OxyMem wins Innovation of the Year prize

Trade
Pictured: Wayne Byrne and Prof Eoin Casey, OxyMem

10 April 2014

OxyMem, a UCD spin-out company, was last night declared overall winner of the 2014 Irish Times InterTradeIreland Innovation Awards.

Winner in the Energy and the Environment category and Innovation of the Year, OxyMem developed a technology for wastewater aeration. The company was founded in 2013 by Prof Eoin Casey and Dr Eoin Syron as spin-out from UCD’s School of Chemical and Bioprocess Engineering.

Until now wastewater aeration has been a very energy intensive process which has relied on ‘forced’ or ‘bubble aeration’ to deliver oxygen to the bacteria that breakdown the wastewater. Pumping and treating wastewater typically accounts for up to 2.5% of all electrical power produced in a developed country and the aeration process comprises, on average, of 60% of this energy.

OxyMem’s technology does not rely on a bubble to deliver oxygen to the bacteria.

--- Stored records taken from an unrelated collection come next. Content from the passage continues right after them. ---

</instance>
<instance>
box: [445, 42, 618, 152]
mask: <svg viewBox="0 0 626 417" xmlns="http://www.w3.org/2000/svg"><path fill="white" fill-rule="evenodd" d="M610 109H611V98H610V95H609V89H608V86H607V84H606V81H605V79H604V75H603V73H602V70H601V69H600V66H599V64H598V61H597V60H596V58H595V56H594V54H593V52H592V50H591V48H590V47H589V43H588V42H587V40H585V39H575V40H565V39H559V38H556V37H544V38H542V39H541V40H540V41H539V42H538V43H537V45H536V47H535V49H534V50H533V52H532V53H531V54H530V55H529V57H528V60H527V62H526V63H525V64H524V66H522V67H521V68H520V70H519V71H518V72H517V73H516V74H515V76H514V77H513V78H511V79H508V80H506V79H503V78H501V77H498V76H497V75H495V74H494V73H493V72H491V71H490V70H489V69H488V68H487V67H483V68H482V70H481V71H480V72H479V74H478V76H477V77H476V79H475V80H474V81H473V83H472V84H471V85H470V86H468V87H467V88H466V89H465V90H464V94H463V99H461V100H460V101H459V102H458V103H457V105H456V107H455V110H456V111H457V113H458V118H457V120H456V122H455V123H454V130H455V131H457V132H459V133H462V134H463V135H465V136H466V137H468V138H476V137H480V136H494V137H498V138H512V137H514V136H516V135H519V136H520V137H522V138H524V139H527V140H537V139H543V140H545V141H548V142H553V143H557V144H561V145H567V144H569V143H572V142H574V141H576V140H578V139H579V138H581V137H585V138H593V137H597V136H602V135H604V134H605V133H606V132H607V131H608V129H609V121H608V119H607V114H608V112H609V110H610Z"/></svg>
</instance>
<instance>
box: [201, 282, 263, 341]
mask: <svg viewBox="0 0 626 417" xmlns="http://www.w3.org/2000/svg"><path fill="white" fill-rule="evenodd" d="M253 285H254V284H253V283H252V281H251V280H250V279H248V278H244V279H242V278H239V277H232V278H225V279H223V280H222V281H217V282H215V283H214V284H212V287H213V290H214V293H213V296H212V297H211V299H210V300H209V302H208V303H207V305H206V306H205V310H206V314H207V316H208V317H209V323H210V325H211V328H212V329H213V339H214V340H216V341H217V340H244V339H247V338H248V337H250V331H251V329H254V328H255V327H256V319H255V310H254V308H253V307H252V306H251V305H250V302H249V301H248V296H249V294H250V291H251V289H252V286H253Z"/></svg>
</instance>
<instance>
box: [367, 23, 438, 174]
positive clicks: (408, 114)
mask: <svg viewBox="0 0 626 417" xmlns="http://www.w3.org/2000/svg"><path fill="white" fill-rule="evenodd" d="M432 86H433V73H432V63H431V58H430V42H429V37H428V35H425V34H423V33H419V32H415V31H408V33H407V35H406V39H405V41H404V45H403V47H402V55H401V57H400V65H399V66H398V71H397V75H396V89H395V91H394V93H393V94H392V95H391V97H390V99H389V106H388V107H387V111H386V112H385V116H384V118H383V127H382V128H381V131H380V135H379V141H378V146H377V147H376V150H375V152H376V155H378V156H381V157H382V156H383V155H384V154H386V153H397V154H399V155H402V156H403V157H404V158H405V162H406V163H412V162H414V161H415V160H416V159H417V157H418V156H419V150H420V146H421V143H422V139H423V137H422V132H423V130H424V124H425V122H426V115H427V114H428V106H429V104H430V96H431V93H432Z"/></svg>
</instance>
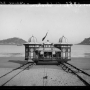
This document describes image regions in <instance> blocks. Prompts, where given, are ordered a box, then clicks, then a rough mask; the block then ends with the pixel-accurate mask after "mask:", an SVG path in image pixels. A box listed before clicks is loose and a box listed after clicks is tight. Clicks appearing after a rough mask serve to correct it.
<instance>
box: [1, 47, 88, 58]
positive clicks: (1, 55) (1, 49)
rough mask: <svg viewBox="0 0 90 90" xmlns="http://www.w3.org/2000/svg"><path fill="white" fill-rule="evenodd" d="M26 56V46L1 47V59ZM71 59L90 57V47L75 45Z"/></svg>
mask: <svg viewBox="0 0 90 90" xmlns="http://www.w3.org/2000/svg"><path fill="white" fill-rule="evenodd" d="M8 56H10V57H11V56H15V57H16V56H22V57H24V56H25V47H24V46H15V45H0V57H8ZM71 57H90V45H73V46H72V47H71Z"/></svg>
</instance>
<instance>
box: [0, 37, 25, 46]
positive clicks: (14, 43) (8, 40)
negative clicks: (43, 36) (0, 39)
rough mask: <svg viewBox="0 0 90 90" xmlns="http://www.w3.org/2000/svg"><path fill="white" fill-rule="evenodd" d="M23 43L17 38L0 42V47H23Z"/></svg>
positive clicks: (2, 40)
mask: <svg viewBox="0 0 90 90" xmlns="http://www.w3.org/2000/svg"><path fill="white" fill-rule="evenodd" d="M23 43H26V41H25V40H23V39H20V38H17V37H14V38H8V39H4V40H0V45H23Z"/></svg>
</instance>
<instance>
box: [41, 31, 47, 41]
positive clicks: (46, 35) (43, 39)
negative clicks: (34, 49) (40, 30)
mask: <svg viewBox="0 0 90 90" xmlns="http://www.w3.org/2000/svg"><path fill="white" fill-rule="evenodd" d="M47 34H48V32H47V33H46V35H45V36H44V37H43V38H42V41H43V40H44V39H45V38H46V36H47Z"/></svg>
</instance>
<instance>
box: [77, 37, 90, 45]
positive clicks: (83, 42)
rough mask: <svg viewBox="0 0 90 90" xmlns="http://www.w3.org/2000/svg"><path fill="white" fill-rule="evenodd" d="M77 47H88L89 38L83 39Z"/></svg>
mask: <svg viewBox="0 0 90 90" xmlns="http://www.w3.org/2000/svg"><path fill="white" fill-rule="evenodd" d="M79 45H90V37H89V38H85V39H84V40H83V41H82V42H81V43H79Z"/></svg>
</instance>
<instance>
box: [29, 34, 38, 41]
mask: <svg viewBox="0 0 90 90" xmlns="http://www.w3.org/2000/svg"><path fill="white" fill-rule="evenodd" d="M28 42H37V38H36V37H34V36H33V35H32V36H31V37H30V38H29V40H28Z"/></svg>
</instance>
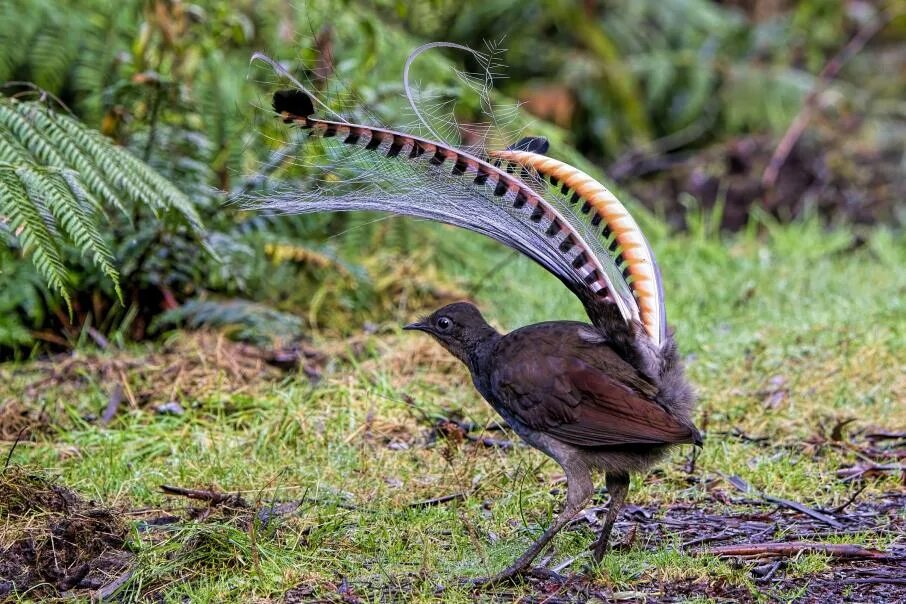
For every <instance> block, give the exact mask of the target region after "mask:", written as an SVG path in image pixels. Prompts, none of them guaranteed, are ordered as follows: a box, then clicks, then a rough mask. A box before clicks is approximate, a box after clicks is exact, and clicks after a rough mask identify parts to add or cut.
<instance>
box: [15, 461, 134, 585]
mask: <svg viewBox="0 0 906 604" xmlns="http://www.w3.org/2000/svg"><path fill="white" fill-rule="evenodd" d="M0 518H2V522H0V524H2V526H0V598H3V597H6V596H9V595H11V594H16V593H18V594H22V593H24V592H26V591H28V594H29V597H31V598H41V597H53V596H59V595H63V594H69V593H70V592H71V591H72V590H84V589H97V588H100V587H102V586H104V585H107V584H109V583H110V582H112V581H114V580H115V579H116V578H117V577H118V576H120V575H121V574H122V573H123V571H124V570H125V569H126V567H127V566H128V565H129V563H130V562H131V560H132V557H133V556H132V554H131V553H130V552H129V551H128V550H127V549H126V547H125V538H126V524H125V523H124V522H123V520H122V518H121V516H120V515H119V514H118V513H117V512H116V511H114V510H111V509H108V508H105V507H101V506H98V505H97V504H95V503H94V502H92V501H87V500H85V499H83V498H82V497H80V496H79V495H77V494H76V493H74V492H73V491H71V490H69V489H67V488H65V487H62V486H60V485H57V484H54V483H53V482H51V481H50V480H48V479H47V478H45V477H43V476H40V475H37V474H31V473H28V472H25V471H22V470H20V469H17V468H14V467H11V468H7V469H6V470H5V471H4V472H3V474H2V475H0Z"/></svg>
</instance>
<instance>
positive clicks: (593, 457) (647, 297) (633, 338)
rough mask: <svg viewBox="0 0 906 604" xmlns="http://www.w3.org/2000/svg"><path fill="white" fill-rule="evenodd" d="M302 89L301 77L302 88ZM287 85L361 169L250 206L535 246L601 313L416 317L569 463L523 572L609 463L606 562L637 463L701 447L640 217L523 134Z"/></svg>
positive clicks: (264, 198) (581, 296) (478, 390)
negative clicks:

Instead, it uses a gas permeable membrane to deliver oxygen directly to the micro-organisms resulting in up to 99% oxygen transfer efficiency as no oxygen is lost to atmosphere. The company’s ‘bubbleless’ aeration system is typically four times more energy efficient than best-in-class solutions available today.

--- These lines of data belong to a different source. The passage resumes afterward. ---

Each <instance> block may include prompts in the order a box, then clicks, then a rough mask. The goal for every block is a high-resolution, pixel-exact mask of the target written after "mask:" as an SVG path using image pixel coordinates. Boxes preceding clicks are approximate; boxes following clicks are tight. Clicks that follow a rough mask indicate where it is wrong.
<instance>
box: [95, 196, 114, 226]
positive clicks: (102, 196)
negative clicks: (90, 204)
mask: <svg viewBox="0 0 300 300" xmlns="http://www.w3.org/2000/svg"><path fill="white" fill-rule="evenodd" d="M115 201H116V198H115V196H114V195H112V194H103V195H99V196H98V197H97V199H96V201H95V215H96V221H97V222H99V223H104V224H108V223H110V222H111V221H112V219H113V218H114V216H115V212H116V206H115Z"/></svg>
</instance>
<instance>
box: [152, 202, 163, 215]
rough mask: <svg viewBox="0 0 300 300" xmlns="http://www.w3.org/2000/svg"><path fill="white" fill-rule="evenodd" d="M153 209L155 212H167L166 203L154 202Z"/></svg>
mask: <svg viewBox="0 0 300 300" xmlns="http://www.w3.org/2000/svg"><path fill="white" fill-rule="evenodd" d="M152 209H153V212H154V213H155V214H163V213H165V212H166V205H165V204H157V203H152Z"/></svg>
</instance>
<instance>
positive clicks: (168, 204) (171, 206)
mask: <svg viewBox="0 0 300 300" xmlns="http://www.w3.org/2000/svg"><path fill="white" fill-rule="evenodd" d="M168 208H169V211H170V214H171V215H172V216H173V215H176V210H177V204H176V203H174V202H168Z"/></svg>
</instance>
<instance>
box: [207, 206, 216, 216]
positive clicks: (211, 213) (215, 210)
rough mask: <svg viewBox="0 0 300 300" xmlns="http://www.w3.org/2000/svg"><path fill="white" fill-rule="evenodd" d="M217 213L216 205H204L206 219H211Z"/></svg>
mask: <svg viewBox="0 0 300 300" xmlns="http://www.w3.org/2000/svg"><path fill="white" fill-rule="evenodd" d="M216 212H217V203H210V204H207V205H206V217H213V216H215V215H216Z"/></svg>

OxyMem employs 12 people, which it intends to grow to 35 after closing a €2 million funding round.

Wayne Byrne, CEO, Oxymem, said: “Looking to the future, we have major plans to revolutionise the wastewater treatment market globally. We have a turnover of €50 million within five years in our sights and receiving the overall Innovation of the Year award strengthens our position as pioneers in the wastewater industry and in the attainment of an energy and carbon neutral wastewater treatment plant.”

In addition to the Award, OxyMem won a communications package worth in excess of €150,000 from the Irish Times, a scholarship for an Executive Education Programme in the UCD Michael Smurfit Graduate Business School, and a state-of-the-art laptop with a one-year subscription to the Irish Times’ e-paper.